Agora voltando a contar a história. No meio de toda essa confusão causada pela Covid, os repórteres precisaram pisar no freio na sua correria do dia a dia do principal assunto, que são os danos causados pelo vírus, para dar atenção à ameaça de golpe militar, porque ela vem da autoridade máxima do país, o presidente da República. Claro que a história vai parar nas manchetes e a notícia que importa será empurrada para um canto da página do noticiário dos jornais (papel e site), rádios, TVs (abertas e assinatura) e outras plataformas de comunicação. Hoje, os jovens repórteres são a grande maioria nas redações e vão precisar consultar o “tio Google” para saber exatamente o que foi o golpe militar de 1964. Na semana passada, recebi uma ligação de um colega que conheci na redação em 2014. Ele perguntou: “Vô, vai ter golpe?” Respondi para ele: “Imagina alguém entrando na redação correndo e gritando que há um dinossauro vivo caminhando pelas avenidas da cidade?” Acrescentei: “É mais ou menos isso”. Mas uma explicação que considero importante. Eu tenho 70 anos de idade, trabalhei em redação de 1979 a 2014 e o meu apelido entre os jovens repórteres era Vô. Voltando à história da ameaça de golpe militar. Todo repórter da minha geração tem uma história de horror para contar sobre o período que os militares governaram o Brasil. Colegas perderam os seus empregos. Foram presos, torturados, mortos e muitos expulsos do país. Há livros, documentários, processos nos arquivos da Justiça e uma imensidão de informações sobre o que aconteceu. Disse no início da nossa conversa que o Brasil é um país grande demais para se curvar à tentativa de tomada do poder pela força. Imagine uma coluna de tanques na Avenida Paulista, na cidade de São Paulo, o centro financeiro do Brasil? Vão causar um engarrafamento no trânsito e virar atração turística. É o tal do dinossauro que falei. Imagine em Sorriso, importante cidade agrícola do interior do Mato Grosso povoada por gaúchos nos anos 70 e hoje um dos pilares do agronegócio, uma esquadrilha da Força Aérea Brasileira (FAB) de caças Tucano dando voos rasantes. Os agricultores vão pensar que é uma demonstração da Esquadrilha da Fumaça ou aviões agrícolas.

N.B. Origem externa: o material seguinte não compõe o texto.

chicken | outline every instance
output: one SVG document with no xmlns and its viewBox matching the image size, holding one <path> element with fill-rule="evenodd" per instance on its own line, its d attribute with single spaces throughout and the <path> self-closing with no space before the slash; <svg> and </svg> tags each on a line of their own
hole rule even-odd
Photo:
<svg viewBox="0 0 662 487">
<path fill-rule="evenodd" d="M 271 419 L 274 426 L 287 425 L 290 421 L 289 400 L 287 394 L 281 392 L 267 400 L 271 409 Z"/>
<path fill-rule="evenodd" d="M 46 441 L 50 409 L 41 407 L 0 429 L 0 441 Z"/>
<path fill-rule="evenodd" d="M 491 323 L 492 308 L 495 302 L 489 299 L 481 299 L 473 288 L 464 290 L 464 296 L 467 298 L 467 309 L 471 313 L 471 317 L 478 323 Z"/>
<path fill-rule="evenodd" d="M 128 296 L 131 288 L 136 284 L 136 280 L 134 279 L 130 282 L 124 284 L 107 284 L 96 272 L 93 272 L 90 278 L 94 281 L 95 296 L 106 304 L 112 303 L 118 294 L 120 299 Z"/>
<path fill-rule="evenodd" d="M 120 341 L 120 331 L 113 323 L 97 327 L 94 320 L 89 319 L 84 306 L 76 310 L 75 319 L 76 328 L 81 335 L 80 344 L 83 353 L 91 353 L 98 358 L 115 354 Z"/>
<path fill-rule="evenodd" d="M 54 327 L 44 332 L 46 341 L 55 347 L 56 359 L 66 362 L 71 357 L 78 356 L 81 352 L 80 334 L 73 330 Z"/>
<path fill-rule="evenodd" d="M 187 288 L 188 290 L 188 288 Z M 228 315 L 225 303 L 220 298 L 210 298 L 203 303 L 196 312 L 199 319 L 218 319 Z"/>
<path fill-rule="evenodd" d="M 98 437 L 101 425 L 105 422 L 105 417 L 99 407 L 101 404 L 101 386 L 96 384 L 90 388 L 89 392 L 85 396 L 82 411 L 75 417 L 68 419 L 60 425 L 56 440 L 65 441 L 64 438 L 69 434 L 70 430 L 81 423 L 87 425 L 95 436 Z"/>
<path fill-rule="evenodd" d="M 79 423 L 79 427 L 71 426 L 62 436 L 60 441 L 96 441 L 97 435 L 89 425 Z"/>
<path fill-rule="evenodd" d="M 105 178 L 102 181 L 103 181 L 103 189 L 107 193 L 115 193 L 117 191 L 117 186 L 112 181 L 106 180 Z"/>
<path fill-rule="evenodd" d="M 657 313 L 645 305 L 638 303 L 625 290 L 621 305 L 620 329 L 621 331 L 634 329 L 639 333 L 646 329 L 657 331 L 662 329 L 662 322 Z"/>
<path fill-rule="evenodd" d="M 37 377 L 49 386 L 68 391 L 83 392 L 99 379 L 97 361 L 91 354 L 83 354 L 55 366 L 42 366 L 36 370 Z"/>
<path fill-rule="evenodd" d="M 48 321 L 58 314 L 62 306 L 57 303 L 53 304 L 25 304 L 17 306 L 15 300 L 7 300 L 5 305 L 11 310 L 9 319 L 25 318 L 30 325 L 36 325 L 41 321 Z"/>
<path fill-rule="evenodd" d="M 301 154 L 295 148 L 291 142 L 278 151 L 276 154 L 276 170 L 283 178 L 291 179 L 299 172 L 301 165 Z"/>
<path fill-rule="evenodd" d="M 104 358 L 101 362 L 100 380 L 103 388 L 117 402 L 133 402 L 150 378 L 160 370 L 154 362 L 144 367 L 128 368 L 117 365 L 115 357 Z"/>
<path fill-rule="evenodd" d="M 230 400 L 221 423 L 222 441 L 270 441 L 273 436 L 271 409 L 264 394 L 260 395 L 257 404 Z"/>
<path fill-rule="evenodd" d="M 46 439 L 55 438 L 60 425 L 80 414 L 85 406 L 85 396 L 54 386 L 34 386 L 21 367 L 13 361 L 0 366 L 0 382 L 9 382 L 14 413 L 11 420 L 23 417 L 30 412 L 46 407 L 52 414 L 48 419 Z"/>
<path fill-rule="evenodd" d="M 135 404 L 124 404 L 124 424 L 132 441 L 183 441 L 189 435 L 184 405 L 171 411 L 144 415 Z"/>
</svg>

Arrematando a nossa conversa. O presidente Bolsonaro e os generais da ativa e da reserva que o apoiam no delírio da história do golpe militar estão blefando. Se tentarem qualquer coisa vão acabar presos. A única coisa concreta que eles têm na mão é que, sempre que fazem uma ameaça de golpe, conseguem os espaços nobres nos noticiários. E acredito que esse blefe vai começar a perder espaço nos noticiários ao natural. É uma questão de tempo. Conversei sobre o blefe do golpe com um colega americano, que conheci nos anos 80 na cobertura de conflitos agrários. Lembramos que existe entre nós jornalistas o que chamamos de “memória”, que são aqueles colegas que viveram na época da Ditadura Militar. Sempre que alguém insinua tomar o poder pela força, toca uma campainha de alerta na nossa cabeça e por conta disso acabamos contribuindo de maneira involuntária para espalhar o blefe. Ele me lembrou que nos Estados Unidos a Guerra do Vietnã (1965 a 1973) deixou uma “memória” forte entre os velhos repórteres. Lembro que muitas vezes usei nos textos uma citação de jornalistas americanos sobre o conflito. Ela diz que quando os caixões com os mortos na guerra começaram a aparecer no noticiário nobre das TVs as pessoas começam a se conscientizar do absurdo da situação. Nos dias atuais, no Brasil, a Covid mata mais de mil pessoas por dia. Os caixões com as vítimas da pandemia estão nos noticiários desde 2020. O que o presidente Bolsonaro e os seus generais, da ativa e reserva, precisam explicar é como chegamos a essa situação. O resto será decidido nas eleições de 2022. Pelo que sei, os dinossauros só ressuscitaram no filme Jurassic Park, do diretor Steven Spielberg.